Dari sisi keikutsertaan, Format 24 tim gagasan Michel Platini, meski banyak ditentang, akhirnya disepakati sebagai format resmi kejuaraan berkat upaya keras sang legenda semasa menjabat Presiden UEFA. Gagasan yang akhirnya memakan anak bangsanya sendiri setelah kita tahu, pada partai final di tanah sendiri keok oleh tim besutan Fernando Santos, tim peringkat tiga di fase grup yang hanya menang sekali dalam waktu normal, tetapi yang nyawanya dipompa oleh luka yang mereka dapat 12 tahun lalu. Michel Platini seakan menuai karma di Stade de France.
Partai final terakhir yang melibatkan tuan rumah terjadi 12 tahun lalu. Portugal yang kala itu bertindak sebagai tuan rumah Piala Eropa 2004, kandas di tangan Yunani di partai puncak. Selecao harus menerima pil pahit usai Angelos Charisteas melesakkan satu-satunya gol di menit 57.

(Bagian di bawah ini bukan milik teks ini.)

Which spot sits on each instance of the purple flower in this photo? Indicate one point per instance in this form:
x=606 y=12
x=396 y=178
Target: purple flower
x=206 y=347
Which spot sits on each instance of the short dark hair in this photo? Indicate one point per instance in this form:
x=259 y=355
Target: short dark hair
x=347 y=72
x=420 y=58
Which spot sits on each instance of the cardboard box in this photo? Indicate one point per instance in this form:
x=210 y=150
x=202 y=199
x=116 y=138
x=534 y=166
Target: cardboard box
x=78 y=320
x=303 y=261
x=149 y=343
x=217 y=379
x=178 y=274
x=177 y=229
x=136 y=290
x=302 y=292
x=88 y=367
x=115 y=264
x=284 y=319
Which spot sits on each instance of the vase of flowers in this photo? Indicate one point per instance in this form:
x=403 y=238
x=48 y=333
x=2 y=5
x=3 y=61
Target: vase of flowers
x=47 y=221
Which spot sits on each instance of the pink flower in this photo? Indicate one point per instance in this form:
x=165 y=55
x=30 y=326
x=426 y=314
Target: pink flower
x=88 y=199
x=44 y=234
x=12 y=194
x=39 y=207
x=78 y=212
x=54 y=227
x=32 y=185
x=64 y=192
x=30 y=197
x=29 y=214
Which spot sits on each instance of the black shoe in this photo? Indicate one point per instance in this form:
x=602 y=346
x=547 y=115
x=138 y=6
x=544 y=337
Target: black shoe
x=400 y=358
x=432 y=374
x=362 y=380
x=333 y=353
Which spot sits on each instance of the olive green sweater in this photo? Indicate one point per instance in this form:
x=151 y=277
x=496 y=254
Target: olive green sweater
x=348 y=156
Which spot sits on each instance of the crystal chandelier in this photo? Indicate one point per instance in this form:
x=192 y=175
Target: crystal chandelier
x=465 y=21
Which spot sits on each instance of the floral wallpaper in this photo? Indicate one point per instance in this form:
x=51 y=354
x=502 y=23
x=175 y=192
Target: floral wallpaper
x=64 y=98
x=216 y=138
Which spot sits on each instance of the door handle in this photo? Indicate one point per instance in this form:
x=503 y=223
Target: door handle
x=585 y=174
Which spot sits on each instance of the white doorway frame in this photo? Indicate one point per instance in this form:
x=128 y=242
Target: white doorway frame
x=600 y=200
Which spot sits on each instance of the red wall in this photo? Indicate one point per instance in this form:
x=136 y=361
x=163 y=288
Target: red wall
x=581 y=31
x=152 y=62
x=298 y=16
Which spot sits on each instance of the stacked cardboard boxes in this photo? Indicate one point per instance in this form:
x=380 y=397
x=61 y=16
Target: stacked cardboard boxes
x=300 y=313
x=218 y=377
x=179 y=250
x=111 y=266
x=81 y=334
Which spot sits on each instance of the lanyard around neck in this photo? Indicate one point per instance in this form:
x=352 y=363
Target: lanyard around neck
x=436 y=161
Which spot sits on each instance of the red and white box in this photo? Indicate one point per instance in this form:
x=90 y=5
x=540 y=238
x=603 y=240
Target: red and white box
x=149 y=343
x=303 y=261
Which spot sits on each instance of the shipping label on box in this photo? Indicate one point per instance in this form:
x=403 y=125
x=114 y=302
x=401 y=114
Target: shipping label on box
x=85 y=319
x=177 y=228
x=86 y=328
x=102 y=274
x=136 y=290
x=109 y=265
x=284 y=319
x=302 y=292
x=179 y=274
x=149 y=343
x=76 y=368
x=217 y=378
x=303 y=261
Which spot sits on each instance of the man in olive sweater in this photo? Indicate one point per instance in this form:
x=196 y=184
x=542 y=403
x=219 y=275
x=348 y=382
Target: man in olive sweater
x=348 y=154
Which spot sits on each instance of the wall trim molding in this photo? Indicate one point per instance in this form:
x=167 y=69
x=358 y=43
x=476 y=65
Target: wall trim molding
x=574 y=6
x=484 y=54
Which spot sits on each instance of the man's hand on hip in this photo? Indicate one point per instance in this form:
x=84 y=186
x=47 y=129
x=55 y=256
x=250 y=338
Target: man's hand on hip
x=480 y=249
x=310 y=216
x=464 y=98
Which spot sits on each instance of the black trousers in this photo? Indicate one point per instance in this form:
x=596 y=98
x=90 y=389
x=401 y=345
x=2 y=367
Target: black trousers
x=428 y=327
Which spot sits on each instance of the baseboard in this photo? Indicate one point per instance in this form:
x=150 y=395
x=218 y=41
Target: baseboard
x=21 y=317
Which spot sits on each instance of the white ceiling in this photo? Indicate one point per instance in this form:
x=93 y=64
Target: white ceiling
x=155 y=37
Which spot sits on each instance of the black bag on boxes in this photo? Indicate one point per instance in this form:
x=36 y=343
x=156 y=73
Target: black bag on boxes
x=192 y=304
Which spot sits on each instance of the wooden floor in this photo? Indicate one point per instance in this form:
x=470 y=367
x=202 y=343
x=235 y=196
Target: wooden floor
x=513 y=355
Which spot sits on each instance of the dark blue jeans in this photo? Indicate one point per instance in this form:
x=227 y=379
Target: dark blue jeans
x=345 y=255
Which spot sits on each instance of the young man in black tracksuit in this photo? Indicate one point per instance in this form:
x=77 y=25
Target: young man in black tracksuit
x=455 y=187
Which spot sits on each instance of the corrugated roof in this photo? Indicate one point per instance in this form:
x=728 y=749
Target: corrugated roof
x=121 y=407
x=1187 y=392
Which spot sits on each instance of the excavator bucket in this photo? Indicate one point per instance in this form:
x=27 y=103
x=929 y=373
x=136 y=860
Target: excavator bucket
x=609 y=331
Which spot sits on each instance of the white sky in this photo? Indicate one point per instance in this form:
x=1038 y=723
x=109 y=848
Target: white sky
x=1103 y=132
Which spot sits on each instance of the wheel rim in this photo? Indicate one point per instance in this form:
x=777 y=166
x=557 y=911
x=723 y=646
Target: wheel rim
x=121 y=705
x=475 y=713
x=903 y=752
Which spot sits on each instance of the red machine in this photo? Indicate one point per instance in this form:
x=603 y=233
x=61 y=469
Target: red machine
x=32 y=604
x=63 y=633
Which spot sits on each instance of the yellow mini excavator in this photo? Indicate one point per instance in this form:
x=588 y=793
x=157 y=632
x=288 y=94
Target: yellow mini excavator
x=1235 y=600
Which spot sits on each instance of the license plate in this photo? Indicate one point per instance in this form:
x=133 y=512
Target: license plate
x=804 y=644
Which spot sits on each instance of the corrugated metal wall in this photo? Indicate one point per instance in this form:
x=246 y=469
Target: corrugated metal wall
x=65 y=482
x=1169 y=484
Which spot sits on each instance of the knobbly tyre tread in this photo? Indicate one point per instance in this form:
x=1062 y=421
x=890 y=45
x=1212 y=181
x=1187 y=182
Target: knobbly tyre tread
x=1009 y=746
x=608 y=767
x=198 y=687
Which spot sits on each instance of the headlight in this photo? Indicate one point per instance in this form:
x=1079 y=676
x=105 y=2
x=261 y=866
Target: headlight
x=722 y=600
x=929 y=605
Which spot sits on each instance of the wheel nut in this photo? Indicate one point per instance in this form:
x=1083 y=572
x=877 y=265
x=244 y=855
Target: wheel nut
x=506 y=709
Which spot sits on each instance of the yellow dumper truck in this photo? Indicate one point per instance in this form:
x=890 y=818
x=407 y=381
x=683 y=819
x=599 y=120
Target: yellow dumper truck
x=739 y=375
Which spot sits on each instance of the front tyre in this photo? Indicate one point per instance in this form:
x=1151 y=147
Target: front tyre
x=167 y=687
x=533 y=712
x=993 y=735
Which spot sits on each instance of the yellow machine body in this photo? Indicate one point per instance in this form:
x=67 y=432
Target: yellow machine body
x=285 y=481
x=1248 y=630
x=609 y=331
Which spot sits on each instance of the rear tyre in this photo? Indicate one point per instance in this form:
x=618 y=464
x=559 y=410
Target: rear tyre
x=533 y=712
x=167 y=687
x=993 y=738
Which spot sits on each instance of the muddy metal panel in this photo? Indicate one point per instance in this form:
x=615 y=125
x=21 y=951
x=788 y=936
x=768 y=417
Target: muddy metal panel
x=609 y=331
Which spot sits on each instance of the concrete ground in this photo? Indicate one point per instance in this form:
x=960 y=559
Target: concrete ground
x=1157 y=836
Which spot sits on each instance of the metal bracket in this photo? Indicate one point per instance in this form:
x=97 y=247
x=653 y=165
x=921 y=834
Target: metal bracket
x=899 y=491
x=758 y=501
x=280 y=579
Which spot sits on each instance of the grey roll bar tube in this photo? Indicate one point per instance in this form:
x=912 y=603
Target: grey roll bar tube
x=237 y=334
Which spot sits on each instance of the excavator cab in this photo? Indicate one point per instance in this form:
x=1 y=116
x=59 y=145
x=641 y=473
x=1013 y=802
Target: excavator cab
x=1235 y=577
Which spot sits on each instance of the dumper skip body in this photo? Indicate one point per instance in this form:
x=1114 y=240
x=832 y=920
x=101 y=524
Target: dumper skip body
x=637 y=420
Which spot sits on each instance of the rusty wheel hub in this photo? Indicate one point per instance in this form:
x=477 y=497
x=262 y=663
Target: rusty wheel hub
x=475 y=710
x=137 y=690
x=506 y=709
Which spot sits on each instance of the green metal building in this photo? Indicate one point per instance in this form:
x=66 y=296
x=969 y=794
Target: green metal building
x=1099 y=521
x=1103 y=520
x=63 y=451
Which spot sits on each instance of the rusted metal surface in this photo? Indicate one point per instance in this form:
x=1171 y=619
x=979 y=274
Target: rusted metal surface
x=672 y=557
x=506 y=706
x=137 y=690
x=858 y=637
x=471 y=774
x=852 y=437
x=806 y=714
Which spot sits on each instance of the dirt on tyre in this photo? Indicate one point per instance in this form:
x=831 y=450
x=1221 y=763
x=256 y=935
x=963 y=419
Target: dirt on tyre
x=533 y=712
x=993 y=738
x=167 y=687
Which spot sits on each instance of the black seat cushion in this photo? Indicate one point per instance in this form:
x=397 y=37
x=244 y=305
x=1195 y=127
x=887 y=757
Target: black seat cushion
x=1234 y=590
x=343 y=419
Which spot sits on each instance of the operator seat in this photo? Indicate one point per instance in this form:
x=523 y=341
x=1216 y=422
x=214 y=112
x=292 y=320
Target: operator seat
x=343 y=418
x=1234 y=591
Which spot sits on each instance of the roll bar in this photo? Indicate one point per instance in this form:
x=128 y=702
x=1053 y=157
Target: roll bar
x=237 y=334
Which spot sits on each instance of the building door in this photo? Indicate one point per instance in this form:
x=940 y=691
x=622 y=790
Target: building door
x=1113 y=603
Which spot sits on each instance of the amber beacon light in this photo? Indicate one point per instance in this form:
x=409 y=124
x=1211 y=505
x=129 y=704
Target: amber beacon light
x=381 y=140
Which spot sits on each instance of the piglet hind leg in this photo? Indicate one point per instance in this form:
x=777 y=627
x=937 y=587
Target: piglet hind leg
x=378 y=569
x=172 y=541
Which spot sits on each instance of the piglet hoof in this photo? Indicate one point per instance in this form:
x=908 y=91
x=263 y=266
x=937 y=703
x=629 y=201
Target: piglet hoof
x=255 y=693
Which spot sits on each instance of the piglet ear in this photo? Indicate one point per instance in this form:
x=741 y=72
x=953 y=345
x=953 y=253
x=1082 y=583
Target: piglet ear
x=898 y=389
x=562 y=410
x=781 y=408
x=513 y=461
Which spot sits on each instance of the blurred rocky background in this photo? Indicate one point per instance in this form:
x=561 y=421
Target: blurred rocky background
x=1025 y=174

Bisa disebut, gelaran final Euro 2016 adalah mimesis sempurna fragmen Yunani dua belas tahun lalu. Bedanya, di Prancis kali ini sebutan pemenang harus mereka raih dalam jarak sejauh 109 menit, tepatnya sampai momen ketika Eder menghukum Hugo Lloris dengan sepakan keras kaki kanannya di babak kedua perpanjangan waktu. (T)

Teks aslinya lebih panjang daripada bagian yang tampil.